Soul Food Friday Presents Traditional Dishes for Fundraiser
The smell of collard greens and fried chicken waltzed through the air of Community High’s third floor at 10:15 on March 10. Janelle Johnson, the CHS Black Student Union advisor, circled frantically around the tables in front of Room 300 and instructed members of the BSU to set up for its much-anticipated fundraiser: Soul Food Friday.
The setup of the event included big tin bins, some with tin foil on top, with all traditional eats inside of them. The menu of Soul Food Friday consisted of many entrees: fried chicken in white, cardboard boxes from Fresh Food market, collard greens with a pervasive taste, mac and cheese and sweet potatoes. Each dish came with a choice of either moist corn bread squares or a King Hawaiian roll, and desserts included peach cobbler and lemon cake.
Many CHS students were ready for the fundraiser. The line for the food started forming around 11:00 a.m., 15 minutes before the official start of the lunch period. After paying six dollars to a member of BSU, who put them in a tin cash box, students were given styrofoam boxes to walk down the long table and be served by BSU students cafeteria-style.
This tradition of serving soul food on a Friday dates even before Johnson’s seven-year career as the BSU advisor.

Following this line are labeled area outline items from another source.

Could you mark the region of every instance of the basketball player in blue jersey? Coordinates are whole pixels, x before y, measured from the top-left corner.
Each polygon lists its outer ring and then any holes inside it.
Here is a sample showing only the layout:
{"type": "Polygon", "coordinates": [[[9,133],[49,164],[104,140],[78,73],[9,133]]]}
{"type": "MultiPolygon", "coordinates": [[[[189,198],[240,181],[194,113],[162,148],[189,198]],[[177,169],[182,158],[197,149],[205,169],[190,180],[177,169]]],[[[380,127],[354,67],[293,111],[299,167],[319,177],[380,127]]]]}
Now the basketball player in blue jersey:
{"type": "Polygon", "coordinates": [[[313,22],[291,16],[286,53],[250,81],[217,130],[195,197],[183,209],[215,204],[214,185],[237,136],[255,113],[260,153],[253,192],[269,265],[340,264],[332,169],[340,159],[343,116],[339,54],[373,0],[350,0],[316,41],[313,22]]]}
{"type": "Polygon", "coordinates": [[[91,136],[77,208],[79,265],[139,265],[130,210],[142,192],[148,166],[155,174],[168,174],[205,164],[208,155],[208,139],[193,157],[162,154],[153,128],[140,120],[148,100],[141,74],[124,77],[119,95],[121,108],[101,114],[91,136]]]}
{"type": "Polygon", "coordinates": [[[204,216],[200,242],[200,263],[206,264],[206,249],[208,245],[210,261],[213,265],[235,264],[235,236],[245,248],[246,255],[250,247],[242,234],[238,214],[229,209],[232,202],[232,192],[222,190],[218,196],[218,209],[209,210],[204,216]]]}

BSU students start preparing for the event around a month before, and ask their parents for family recipes or ideas for what to bring. And Johnson knows the secret of why soul food tastes so good: it’s homemade.
“To me, everything tastes a little bit better when it’s homemade,” Johnson said. “That’s the thing that I really stress: if we’re going to do this and we’re going to make this food, it’s got to be from the soul.”
The proceeds of the fundraiser will go to a possible undetermined field trip taken by the BSU relating to Black culture. Because it happens once every semester, Johnson advises people to anticipate a new Soul Food Friday for next school year.